In her first 18 months on QVC, Lee peddled product worth $20 million. Since then, she’s invented 157 other items. Ideas seem to bubble out of her continuously. Promoting the broiled fish in chive sauce dish she calls Tropical Salmon, she says, “You can’t screw it up. It’s a great date plate.” Suddenly, a lightbulb goes off. “Hey, date plate. That’s a good line,” says Lee, diving into her purse for a pen and a piece of paper.

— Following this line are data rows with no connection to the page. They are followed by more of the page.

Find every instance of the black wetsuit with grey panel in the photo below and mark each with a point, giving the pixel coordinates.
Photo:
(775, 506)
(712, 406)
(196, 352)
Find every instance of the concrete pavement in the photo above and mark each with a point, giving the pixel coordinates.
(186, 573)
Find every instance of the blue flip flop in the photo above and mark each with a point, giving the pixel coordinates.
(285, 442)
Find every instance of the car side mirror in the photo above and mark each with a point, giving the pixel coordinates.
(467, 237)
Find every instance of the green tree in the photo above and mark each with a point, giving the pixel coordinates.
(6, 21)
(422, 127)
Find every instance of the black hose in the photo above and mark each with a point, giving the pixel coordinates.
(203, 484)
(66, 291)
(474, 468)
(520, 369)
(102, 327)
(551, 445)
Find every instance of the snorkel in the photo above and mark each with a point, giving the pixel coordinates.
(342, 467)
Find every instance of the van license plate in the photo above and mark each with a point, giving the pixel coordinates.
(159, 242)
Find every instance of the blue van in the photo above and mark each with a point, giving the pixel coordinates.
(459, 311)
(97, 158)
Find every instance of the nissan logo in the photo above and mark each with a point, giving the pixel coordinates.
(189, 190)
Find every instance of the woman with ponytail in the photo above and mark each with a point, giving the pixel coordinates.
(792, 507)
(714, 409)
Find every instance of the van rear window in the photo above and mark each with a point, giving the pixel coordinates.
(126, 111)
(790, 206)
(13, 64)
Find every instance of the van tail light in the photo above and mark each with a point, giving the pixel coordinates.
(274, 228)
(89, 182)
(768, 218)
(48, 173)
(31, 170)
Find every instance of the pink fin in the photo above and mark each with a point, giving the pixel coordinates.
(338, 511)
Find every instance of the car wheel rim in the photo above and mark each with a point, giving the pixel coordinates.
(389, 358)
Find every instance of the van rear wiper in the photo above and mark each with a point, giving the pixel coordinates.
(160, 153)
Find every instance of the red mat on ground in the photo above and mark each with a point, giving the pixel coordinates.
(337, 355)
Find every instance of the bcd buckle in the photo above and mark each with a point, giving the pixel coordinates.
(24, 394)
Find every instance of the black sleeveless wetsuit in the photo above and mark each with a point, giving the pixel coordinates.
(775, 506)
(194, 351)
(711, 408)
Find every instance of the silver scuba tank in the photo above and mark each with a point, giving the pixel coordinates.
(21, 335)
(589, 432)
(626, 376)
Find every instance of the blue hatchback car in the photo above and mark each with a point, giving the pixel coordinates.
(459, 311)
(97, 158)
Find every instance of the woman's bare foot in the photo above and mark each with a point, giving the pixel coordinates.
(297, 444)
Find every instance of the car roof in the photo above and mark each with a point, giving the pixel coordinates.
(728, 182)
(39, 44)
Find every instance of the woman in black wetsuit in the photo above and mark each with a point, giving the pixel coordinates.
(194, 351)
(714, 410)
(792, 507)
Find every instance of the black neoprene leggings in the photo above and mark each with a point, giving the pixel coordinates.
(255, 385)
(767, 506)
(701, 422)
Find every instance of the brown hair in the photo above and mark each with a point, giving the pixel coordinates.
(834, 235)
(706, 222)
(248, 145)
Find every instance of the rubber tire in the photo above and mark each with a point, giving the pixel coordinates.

Last June, Lee entered into a multimedia partnership with Miramax Films. The plan is to push the Sandra Lee Semi-Homemade brand in every conceivable direction—pots, pans, shower curtains, magazines, TV. Currently, Lee has her husband of two years, Southern California home-building mogul Bruce Karatz, programming the TiVo box at their Bel Air home to record every cooking show on cable. That way, his wife can research her upcoming home-and-cooking series on the Food Network. On it, she will continue to bang the 70-30 drum.

One sure guest appearance will be Kraft Cheez Whiz, which Lee defends so persuasively that I buy a jar to make her Six-Cheese Tortellini. I can see that 70-30 might make sense in the modern world, but it’s at this point that I begin to wonder why the 70 element has to involve such head-scratching items as processed cheese spread. It takes two days of soaking to remove the rubbery film the substance leaves on my saucepan, so I can only imagine what it’s doing to my insides. What is it about Cheez Whiz that Lee finds so appealing?

“The flavor, the texture, and the consistency,” she says, refusing to back down. “Add some wine, some salsa, heat it up, and you’ve got a dip. Delicious!”